Thanks! I initially considered going the wildcard route until i saw the workload involved for my host! There does seem to exist autorenewal programs for the largest hosts out there but i’m trying to support my local businesses so it’s unfortunately out of of my scope at the moment, but i’ll checkout your suggestion and see what tailscale has to offer!
I spent two hours last night beating myself over the head with RAM sticks. Got an ewasted server that had the alarm misconfigured, figured I’d upgrade it and put in a valid configuration since it was just off my size. Slapped in some matching size sticks and it wouldn’t boot.

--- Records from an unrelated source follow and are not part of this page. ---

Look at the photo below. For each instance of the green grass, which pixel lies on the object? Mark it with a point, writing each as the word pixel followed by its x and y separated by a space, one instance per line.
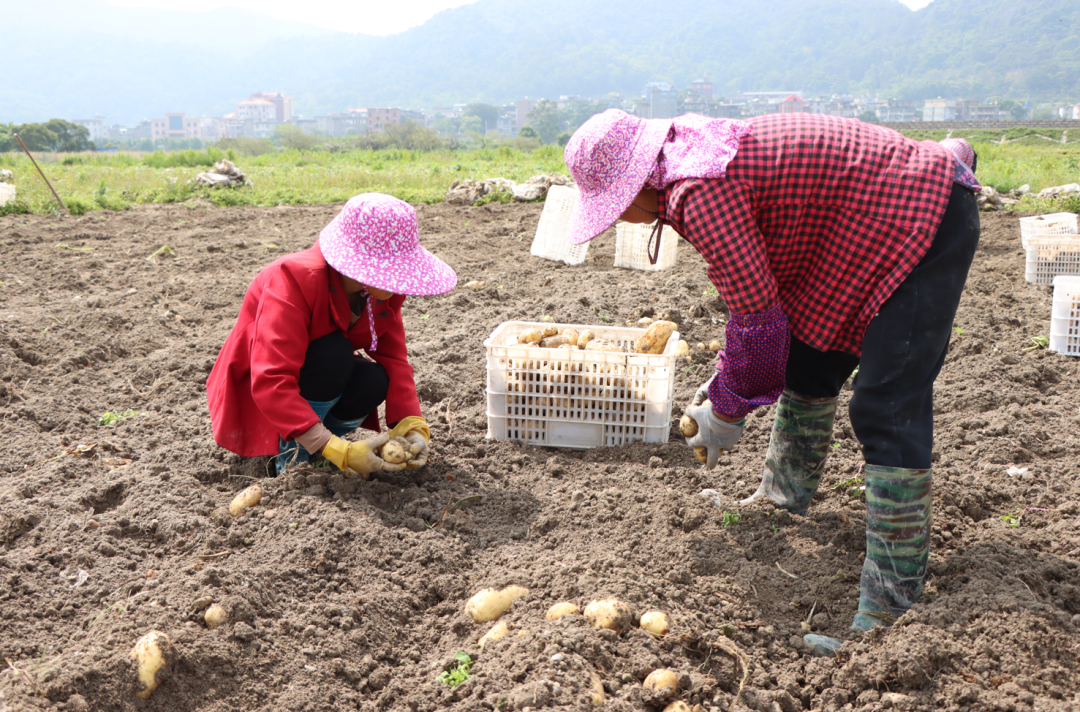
pixel 89 182
pixel 459 672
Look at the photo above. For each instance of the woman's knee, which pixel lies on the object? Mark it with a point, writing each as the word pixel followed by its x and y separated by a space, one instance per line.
pixel 327 366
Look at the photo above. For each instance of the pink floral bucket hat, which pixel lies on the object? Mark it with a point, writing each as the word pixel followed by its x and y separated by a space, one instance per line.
pixel 610 158
pixel 376 241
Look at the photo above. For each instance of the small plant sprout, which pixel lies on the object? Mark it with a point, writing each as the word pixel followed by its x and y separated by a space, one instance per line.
pixel 1039 341
pixel 729 518
pixel 459 672
pixel 1012 519
pixel 163 251
pixel 852 487
pixel 110 418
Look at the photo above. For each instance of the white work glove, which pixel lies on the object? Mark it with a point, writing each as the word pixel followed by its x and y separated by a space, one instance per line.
pixel 713 433
pixel 702 393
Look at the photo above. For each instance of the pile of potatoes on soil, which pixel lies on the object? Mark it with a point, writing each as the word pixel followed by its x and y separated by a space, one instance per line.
pixel 658 688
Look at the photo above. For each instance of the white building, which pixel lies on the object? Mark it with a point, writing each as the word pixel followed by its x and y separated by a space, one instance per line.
pixel 96 128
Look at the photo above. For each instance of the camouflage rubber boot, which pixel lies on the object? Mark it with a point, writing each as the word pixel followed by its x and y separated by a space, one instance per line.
pixel 798 446
pixel 898 543
pixel 289 452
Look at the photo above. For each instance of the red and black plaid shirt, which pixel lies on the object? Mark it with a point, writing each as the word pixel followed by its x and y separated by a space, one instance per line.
pixel 824 216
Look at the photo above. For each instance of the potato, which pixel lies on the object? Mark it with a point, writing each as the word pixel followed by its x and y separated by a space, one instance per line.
pixel 489 604
pixel 152 654
pixel 529 336
pixel 659 686
pixel 656 622
pixel 678 706
pixel 554 341
pixel 559 609
pixel 498 631
pixel 609 613
pixel 245 498
pixel 656 337
pixel 215 616
pixel 395 451
pixel 601 345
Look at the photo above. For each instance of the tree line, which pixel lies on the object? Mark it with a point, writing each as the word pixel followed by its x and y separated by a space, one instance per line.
pixel 53 135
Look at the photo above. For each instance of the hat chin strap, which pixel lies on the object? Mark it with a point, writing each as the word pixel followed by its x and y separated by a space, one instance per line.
pixel 370 317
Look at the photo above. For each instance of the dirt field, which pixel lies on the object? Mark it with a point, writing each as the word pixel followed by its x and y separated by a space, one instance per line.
pixel 349 594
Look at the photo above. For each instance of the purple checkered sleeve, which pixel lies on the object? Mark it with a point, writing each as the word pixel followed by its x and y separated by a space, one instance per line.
pixel 751 370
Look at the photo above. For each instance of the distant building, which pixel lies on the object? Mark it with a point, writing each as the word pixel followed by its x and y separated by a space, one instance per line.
pixel 703 88
pixel 793 104
pixel 96 128
pixel 282 104
pixel 174 125
pixel 257 110
pixel 661 101
pixel 942 109
pixel 895 110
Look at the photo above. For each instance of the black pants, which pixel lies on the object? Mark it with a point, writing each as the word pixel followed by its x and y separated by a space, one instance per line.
pixel 331 368
pixel 903 350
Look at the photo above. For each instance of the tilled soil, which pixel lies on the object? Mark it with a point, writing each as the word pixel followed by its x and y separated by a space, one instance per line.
pixel 350 594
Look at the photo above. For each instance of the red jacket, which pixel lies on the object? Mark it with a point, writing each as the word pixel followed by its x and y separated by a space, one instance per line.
pixel 254 390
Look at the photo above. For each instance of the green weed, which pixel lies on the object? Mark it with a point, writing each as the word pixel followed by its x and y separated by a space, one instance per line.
pixel 853 487
pixel 110 418
pixel 730 519
pixel 1039 341
pixel 459 672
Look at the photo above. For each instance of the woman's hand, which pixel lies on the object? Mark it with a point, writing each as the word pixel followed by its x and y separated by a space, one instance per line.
pixel 714 432
pixel 359 456
pixel 415 430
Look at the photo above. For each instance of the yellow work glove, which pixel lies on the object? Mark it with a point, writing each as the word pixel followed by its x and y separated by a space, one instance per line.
pixel 416 431
pixel 359 456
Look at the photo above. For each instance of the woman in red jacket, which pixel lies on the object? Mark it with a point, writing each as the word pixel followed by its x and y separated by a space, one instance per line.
pixel 835 244
pixel 288 380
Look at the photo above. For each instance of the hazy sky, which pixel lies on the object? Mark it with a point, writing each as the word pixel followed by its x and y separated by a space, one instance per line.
pixel 367 16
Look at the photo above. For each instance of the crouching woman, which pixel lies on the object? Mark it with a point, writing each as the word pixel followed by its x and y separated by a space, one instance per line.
pixel 320 344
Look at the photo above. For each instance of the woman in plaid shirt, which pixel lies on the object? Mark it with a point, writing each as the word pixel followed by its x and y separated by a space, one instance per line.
pixel 836 244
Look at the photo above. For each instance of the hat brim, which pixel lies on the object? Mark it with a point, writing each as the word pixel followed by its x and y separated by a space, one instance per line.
pixel 596 212
pixel 416 273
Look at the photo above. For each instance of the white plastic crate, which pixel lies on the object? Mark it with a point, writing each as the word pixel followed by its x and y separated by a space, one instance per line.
pixel 579 399
pixel 1065 317
pixel 1050 255
pixel 1050 224
pixel 552 240
pixel 632 246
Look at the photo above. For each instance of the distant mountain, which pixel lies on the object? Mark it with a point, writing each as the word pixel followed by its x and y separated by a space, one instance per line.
pixel 130 64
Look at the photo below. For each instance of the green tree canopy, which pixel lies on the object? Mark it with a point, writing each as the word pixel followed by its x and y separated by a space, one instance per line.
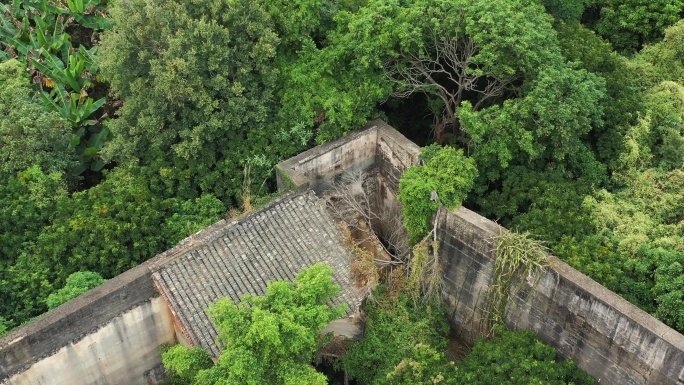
pixel 76 284
pixel 447 172
pixel 28 134
pixel 197 80
pixel 629 24
pixel 269 339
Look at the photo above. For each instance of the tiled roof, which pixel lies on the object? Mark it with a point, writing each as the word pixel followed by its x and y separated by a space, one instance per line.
pixel 272 244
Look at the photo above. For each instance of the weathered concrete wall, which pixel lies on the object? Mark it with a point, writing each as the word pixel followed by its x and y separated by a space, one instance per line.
pixel 608 337
pixel 109 335
pixel 318 167
pixel 120 352
pixel 377 149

It took my embarrassingly long to realize that the speeds werent the same and that the server really cared about the speeds being the same, more than it cared about sizes being the same incidentally.
I work in IT that should have been the first fuckin thing I checked smh
I remember when I worked in a data center and there was a custom server order that needed something like 64 sticks per server, and procurement didn’t bother to make sure that we had sets that were the same speed, timing, or brand. Thankfully I caught it before we wasted a ton of time troubleshooting.
I just set up wanderer and workout-tracker. Along with installing gadgetbridge on my phone, I now have a completely self hosted fitness/workout stack with routes, equipment tracking, heatmaps, general health metrics like HRV, heart rate, etc through my Garmin watch, without having Garmin Connect installed. Awesome!
Wait, is that possible? I thought gadgetbridge didn’t work with Garmin! Nedd to check this out. Thanks for the inspiration!
That sounds so cool! Not using any tracking/nav devices other than my phone but currently my routes just stay local without having any kind of management for them.
hosting everything as usual sir
I started hosting audiobookshelf since Jellyfin was pretty clunky for audiobooks.
how is your experience with it? I’m considering setting up audiobook shelf as well.
Had the intention of making a hidden TOR website version for all my websites but I’m sick
Oh, sounds pretty cool, I have never looked into that.